Il a ajouté qu’en dépit de certains dérapages, les médias constituent «  »le miroir de la société et de l’administration » », appelant à un traitement professionnel et responsable de l’information. 

M. Aourid a souligné l’impact de l’information sur les jugements et la vie du citoyen, plaidant pour le respect de la déontologie de la profession et une formation journalistique en matière juridique pour un traitement journalistique objectif du crime. 
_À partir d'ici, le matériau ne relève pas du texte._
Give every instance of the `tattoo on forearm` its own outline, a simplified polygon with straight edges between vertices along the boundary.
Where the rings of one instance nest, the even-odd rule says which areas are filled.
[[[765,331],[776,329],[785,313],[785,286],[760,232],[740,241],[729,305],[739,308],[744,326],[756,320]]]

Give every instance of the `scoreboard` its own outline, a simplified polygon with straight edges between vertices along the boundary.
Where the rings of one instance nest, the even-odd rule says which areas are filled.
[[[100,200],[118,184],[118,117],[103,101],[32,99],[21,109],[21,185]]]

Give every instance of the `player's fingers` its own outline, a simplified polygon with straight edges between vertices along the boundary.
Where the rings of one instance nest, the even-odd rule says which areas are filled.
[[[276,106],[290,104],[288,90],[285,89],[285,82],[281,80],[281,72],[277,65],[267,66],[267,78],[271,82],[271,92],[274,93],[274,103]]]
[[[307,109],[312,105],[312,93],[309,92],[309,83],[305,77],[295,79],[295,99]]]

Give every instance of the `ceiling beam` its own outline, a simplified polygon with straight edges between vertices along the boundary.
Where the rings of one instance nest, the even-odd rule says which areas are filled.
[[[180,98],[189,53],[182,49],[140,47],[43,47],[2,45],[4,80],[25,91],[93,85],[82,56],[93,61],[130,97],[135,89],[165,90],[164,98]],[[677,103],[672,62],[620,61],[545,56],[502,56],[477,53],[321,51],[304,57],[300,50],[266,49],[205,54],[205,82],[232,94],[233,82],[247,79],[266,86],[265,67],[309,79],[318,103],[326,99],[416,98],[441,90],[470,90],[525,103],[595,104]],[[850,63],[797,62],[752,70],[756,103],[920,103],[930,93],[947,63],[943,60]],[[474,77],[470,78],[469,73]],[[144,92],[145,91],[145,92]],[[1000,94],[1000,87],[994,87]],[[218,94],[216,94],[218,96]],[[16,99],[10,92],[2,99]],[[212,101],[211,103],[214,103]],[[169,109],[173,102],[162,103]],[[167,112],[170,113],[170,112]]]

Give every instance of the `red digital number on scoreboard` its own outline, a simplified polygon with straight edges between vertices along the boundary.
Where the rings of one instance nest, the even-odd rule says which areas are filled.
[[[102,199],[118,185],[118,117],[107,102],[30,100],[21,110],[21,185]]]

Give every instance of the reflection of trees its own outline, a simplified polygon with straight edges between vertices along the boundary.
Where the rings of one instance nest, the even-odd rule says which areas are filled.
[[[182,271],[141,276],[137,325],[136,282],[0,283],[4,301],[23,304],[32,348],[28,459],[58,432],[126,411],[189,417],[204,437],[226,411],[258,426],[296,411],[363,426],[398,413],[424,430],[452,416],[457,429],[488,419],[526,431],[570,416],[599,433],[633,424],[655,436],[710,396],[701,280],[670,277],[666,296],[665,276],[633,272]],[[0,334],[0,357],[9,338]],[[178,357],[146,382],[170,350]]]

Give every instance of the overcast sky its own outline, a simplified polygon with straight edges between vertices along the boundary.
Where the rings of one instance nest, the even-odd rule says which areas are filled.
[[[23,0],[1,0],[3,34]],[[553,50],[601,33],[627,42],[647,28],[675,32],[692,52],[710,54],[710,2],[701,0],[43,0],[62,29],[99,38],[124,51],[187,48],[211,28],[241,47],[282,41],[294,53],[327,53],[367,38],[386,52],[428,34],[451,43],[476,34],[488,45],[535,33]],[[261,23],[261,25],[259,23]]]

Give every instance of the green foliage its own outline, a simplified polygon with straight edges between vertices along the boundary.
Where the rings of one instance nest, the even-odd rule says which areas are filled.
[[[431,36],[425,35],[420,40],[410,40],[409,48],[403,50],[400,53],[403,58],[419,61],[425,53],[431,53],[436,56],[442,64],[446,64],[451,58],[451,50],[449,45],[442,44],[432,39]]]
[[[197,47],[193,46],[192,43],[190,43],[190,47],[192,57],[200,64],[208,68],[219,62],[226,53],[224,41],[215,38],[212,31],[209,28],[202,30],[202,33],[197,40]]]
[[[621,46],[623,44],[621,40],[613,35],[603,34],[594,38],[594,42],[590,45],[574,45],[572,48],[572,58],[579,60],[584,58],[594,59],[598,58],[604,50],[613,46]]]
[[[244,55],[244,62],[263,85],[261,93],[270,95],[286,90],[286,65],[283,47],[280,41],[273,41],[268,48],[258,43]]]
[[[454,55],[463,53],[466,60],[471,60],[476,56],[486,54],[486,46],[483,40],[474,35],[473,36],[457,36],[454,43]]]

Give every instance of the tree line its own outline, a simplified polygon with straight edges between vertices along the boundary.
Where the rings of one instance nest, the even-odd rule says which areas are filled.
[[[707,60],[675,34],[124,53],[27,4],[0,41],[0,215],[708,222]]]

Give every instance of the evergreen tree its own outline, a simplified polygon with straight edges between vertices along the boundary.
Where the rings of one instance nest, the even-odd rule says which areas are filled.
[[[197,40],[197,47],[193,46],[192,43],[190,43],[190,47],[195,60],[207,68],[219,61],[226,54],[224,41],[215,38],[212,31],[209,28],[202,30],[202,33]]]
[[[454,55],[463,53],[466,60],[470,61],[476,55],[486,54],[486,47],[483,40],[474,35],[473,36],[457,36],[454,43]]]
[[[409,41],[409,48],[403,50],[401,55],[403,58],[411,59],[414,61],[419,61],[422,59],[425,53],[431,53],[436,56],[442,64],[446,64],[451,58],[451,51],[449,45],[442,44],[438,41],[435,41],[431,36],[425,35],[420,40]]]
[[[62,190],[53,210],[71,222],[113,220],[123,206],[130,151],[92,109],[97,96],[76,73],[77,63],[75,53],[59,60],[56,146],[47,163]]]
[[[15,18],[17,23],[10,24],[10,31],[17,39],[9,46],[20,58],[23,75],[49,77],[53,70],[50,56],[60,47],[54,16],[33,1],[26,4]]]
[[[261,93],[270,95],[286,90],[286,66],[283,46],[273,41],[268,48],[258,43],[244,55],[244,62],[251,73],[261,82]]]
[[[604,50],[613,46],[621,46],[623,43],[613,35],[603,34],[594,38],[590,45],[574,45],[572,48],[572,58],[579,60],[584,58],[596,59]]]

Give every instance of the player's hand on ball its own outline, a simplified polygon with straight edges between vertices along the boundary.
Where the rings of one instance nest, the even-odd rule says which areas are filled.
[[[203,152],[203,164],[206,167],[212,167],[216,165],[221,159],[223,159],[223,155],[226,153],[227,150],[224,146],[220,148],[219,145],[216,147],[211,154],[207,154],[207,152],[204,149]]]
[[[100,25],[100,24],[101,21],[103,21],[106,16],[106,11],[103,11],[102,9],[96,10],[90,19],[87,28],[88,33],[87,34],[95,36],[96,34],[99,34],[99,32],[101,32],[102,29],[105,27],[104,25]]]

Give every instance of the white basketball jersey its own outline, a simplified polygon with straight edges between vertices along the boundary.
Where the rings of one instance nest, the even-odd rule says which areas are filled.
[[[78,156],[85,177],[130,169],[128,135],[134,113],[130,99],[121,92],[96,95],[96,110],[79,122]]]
Dans une déclaration à la MAP, l’ancien bâtonnier du barreau de Meknès, M. Abdelouahed Ansari a souligné l’importance de cette rencontre qui vise à sensibiliser à la nécessité d’un traitement objectif et professionnel de l’information concernant les crimes vu leur impact sur la vie des citoyens et sur la société. Il a relevé la nécessité de garantir le droit à l’information, à travers la mise à la disposition des médias des chargés de communication, dont le rôle est avant tout d’informer. 

Le président de l’université Moulay Ismail de Meknès, M. Mohammed Ramez Benabdellah, a mis l’accent sur le rôle de l’université dans l’activation de la vie culturelle, relevant l’importance du thème de cette rencontre eu égard à ses répercussions sur la vie quotidienne des citoyens. 

L’ouverture que connaît le pays sur le plan des libertés publiques, particulièrement la liberté d’expression est «  »entachée par certains dérapages et dépassements » », a-t-il regretté. 

De son côté, M. Habib Benhalima, bâtonnier du barreau de Meknès a notamment insisté sur la nécessité de veiller au respect des lois en vigueur tout en garantissant le droit à l’information. 

Les autres intervenants ont rappelé les amendements introduits au code de la presse, soulignant le rôle du quatrième pouvoir dans l’accompagnement du progrès démocratique que connaît le pays. Ils ont aussi donné un aperçu historique sur le développement du traitement de l’information judiciaire, relevant la nécessité de la moralisation de la profession à travers la garantie d’une formation continue notamment en matière juridique. 

Les participants à cette rencontre ont également débattu de thèmes relatifs au cadre juridique de la couverture médiatique du crime, au droit à l’information, aux exigences de l’enquête judiciaire, l’impact de la couverture médiatique sur l’auteur du crime et la victime et à l’approche médiatique du crime et ses répercussions aux niveaux social et culturel, ainsi qu’à la présomption d’innocence.